About what creates the manifestation of the spirit.
Becky always says that if she wasn't a Mormon she'd be a Catholic. (My response is always, "I'd be a pagan witch," which is only half-joking.) I didn't understand that until I stood inside my first renaissance church. The art and the images and the beauty and the statuary: I think my church sees that as a sort of false worshiping. As if to have art in a church means we would be appreciating the art or the artist instead of the spirit. In excess, I understand this (especially after touring St. Peter's Basilica). But how it seemed to me in that moment that what the beauty inside the church did was to facilitate—to make it easier for me to feel an outrushing of the spirit. Not based on scripture or sermon but just on pure, ethereal emotion. Not the contrast between religions, but the similarities, the truths they each hold.

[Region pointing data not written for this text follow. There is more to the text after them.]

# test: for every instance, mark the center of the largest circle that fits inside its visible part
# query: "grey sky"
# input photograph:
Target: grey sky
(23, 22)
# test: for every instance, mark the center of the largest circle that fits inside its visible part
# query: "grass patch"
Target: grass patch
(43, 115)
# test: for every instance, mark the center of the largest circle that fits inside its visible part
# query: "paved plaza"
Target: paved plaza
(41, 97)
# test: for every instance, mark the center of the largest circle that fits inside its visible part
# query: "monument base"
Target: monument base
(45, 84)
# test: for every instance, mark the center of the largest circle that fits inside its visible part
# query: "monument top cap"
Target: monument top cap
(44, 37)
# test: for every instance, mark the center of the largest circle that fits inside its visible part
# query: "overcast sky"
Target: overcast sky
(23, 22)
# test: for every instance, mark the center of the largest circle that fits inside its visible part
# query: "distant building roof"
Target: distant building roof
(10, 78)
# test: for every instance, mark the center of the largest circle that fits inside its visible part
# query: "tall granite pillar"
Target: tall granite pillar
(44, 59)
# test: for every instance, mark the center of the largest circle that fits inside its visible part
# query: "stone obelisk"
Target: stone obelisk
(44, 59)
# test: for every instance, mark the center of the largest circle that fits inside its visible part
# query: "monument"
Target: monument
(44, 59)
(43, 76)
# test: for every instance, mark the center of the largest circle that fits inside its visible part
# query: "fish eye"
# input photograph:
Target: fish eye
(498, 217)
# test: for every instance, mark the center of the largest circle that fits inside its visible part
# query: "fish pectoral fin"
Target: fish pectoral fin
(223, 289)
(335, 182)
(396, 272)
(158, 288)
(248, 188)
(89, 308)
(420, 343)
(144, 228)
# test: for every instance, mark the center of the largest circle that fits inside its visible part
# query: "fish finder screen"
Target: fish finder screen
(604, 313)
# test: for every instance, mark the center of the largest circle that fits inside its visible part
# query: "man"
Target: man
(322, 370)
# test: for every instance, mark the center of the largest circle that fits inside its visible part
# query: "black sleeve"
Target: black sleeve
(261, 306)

We explored every inch of that church. There was even a small courtyard we could enter. It had a statue of Galileo and this little grouping of Christ, Mary, and Joseph:
(I'm not sure what I loved most: the pattern on the floor, or the lettering on the sign.)
I didn't really want to leave, in fact, because I didn't want to lose how it felt. We did, eventually, leave. We admired the Piazza della Repubblica (which is just outside the church), walked past the opera house, and roamed around Rome.
I loved walking around a city i didn't know, especially Rome, which seemed to have art and architecture and beauty around every corner. (I need to ask Becky if she has any pictures of me that day.)
We ended up at the Santa Maria Maggiore Basilica:
That photo is the back side of the Maggiore basilica. Is it odd that the back was my favorite part? I wanted to climb the steps, but they were fenced off. It was a beautiful church, with an amazing stained glass window depicting Mary holding the infant Christ. Maybe I was too tired to appreciate it, but it didn't hold the same feeling.
Maybe no other church can compare to your first basilica in Rome. But I will never forget how it felt to walk inside Santa Maria degli Angeli e dei Martiri. Not just for the feelings that I had and the questions that came to me, but for the first inklings of an understanding about religion and truth and how, perhaps, we are all just fumbling around in the spiritual level, wanting to know, wanting to understand something that will always be larger than what we can know or understand.
It was a serendipitous first Italian Moment for me.